The macroscopic and microscopic findings of cystic lesions varying in number and in size and lined by flattened endothelial cells with cavities containing amorphous acellular eosinophilic secretion are characteristic features. Immunohistochemical analysis confirms the endothelial and lymphatic nature of cells lining the cyst walls, since they stain positive for endothelial markers viz CD34, CD31, factor VIII. Histologically, lymphangiomas are classified into three subtypes according to the congenital dilated lymphatic channels: capillary (super-microcystic), cavernous (microcystic), or macrocystic (Adelusola, K. A. et al., 2017; & Safa A. Al-Shaikh. 2017).
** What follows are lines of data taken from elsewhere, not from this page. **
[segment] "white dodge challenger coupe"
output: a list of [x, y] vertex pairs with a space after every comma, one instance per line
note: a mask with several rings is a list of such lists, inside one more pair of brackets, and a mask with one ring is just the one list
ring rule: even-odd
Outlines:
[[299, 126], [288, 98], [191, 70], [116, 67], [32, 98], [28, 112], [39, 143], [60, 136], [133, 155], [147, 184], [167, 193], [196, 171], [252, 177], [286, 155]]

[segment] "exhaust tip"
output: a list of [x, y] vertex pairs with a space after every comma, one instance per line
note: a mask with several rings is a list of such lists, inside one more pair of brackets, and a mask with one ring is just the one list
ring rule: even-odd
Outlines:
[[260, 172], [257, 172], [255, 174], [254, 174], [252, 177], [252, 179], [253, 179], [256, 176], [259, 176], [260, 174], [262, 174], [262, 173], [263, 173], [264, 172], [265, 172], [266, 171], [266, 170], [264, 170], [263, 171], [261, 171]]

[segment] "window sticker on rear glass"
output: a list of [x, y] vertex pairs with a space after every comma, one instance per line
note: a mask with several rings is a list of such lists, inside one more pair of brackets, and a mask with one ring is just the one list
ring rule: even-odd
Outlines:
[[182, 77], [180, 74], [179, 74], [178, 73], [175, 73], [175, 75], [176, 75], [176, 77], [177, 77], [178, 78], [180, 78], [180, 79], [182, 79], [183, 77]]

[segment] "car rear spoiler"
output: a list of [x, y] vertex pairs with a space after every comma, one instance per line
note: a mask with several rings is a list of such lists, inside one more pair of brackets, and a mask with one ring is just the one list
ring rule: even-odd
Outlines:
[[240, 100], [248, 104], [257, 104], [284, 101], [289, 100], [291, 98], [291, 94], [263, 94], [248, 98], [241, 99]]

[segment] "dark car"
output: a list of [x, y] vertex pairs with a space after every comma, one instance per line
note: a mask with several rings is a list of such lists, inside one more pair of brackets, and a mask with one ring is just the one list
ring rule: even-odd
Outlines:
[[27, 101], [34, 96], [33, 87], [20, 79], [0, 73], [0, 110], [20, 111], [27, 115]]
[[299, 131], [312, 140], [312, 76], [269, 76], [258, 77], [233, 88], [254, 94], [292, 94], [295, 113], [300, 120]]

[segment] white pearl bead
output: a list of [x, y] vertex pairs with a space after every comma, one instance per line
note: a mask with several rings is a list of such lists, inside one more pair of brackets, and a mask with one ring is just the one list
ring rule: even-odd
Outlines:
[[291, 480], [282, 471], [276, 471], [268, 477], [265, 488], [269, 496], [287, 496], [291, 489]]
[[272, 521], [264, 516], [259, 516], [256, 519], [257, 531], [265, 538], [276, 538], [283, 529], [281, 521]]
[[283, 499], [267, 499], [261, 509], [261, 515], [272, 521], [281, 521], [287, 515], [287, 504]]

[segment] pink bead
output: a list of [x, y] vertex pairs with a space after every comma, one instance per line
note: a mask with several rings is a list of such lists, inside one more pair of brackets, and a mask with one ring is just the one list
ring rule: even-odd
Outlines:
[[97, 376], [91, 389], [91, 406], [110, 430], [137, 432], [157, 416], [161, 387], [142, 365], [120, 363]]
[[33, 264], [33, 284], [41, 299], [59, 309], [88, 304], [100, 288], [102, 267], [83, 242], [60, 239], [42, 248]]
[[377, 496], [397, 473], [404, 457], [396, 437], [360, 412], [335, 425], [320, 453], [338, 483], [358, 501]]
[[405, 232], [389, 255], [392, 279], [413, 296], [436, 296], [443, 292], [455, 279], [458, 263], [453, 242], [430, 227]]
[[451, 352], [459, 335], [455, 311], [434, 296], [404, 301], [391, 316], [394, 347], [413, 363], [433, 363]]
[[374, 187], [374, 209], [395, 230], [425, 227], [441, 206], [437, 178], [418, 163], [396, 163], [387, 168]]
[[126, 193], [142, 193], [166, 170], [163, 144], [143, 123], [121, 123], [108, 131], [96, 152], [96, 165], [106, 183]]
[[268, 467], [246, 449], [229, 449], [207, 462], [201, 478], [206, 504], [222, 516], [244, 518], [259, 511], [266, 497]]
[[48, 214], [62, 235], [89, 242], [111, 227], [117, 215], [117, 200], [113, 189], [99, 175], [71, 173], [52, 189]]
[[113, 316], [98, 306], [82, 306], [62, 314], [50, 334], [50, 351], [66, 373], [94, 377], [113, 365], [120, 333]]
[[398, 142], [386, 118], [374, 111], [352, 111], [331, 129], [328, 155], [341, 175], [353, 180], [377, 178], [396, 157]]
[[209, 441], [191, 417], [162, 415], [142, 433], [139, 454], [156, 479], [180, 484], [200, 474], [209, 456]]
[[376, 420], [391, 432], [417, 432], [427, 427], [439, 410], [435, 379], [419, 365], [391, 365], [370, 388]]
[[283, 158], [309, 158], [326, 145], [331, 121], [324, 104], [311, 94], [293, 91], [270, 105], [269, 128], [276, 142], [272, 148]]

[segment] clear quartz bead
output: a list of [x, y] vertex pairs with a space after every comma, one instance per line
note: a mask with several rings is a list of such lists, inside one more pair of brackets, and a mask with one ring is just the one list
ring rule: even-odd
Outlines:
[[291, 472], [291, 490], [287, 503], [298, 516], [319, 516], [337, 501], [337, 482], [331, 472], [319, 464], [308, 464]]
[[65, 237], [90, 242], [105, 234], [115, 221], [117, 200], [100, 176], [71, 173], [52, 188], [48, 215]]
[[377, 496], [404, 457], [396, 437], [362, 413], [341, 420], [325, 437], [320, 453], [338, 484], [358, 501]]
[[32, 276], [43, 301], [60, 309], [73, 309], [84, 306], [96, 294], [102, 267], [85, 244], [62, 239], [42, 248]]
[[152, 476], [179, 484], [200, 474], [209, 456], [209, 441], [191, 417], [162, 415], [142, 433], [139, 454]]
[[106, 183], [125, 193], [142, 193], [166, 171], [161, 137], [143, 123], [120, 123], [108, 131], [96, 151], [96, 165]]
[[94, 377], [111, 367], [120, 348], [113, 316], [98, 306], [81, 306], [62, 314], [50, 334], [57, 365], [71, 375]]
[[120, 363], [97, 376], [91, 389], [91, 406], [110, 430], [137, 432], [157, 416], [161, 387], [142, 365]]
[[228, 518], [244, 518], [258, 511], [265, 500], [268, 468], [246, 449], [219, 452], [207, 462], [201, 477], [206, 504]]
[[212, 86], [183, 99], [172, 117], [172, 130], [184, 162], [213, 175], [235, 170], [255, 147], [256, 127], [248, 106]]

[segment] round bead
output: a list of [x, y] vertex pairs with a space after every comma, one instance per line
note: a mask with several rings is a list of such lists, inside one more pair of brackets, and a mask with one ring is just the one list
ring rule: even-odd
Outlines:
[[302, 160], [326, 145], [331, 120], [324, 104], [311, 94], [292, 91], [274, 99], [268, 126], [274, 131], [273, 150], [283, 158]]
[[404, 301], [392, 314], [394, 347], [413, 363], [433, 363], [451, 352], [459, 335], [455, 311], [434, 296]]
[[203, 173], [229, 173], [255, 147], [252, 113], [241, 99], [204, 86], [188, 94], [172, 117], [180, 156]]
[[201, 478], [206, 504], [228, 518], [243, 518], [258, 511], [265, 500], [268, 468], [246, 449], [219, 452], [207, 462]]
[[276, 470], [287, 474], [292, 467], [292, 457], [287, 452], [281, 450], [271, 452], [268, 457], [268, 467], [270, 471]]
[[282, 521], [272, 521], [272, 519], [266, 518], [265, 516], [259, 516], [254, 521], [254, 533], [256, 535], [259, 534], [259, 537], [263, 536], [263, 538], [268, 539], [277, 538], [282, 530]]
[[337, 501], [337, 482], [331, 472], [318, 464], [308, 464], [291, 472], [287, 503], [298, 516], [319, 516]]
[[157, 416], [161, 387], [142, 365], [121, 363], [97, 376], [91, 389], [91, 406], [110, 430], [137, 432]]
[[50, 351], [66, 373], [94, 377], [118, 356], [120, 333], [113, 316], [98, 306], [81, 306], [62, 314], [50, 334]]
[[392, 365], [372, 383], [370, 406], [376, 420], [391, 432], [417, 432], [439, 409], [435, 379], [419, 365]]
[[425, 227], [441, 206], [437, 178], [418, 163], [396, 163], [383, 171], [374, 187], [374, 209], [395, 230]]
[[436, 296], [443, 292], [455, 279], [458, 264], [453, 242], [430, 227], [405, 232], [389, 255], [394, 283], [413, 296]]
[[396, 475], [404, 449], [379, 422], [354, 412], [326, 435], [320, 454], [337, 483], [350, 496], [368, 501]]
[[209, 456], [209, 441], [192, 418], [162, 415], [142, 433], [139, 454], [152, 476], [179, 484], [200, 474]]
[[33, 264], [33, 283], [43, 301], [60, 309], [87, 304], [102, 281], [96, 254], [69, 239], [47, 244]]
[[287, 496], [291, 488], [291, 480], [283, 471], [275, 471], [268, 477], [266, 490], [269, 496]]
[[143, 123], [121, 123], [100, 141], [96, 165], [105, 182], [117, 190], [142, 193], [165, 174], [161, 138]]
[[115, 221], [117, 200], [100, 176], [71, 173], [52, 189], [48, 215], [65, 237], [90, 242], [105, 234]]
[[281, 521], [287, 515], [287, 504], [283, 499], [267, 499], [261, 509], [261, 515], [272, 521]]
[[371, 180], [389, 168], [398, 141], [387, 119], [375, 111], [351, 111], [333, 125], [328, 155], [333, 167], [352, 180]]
Our case was ultimately diagnosed as the macrocystic type.
The aetiology of splenomegaly varies according to the geographical areas and splenic cystic lesions such as pseudocysts caused mainly by trauma, infections such as malaria, schistosomiasis and Kalazar in the tropics or infarction, haemangiomas should be considered as a differential diagnosis although these depend upon the endemic, genetic and haematological diseases in the particular region.
Radiologic features of splenic lymphangiomas are not specific and are often misleading (Ioannidis, I., & Kahn, A. G. 2015; Marwah, N. et al., 2014; & Patti, R. et al., 2010). Therefore, splenic lymphangioma, though very rare, should be considered as a differential diagnosis of splenomegaly in malaria-endemic region. Solitary cystic lymphagioma, though a benign tumour, can present with complications such as consumptive coagulopathy, hypersplenism or portal hypertention in patients with larger lesions ((Ioannidis, I., & Kahn, A. G. 2015; Roman, A. et al., 2016; & Abbott, R. M.) and therefore requires therapeutic surgical removal with histopathologic evaluation being the gold standard for definitive diagnosis.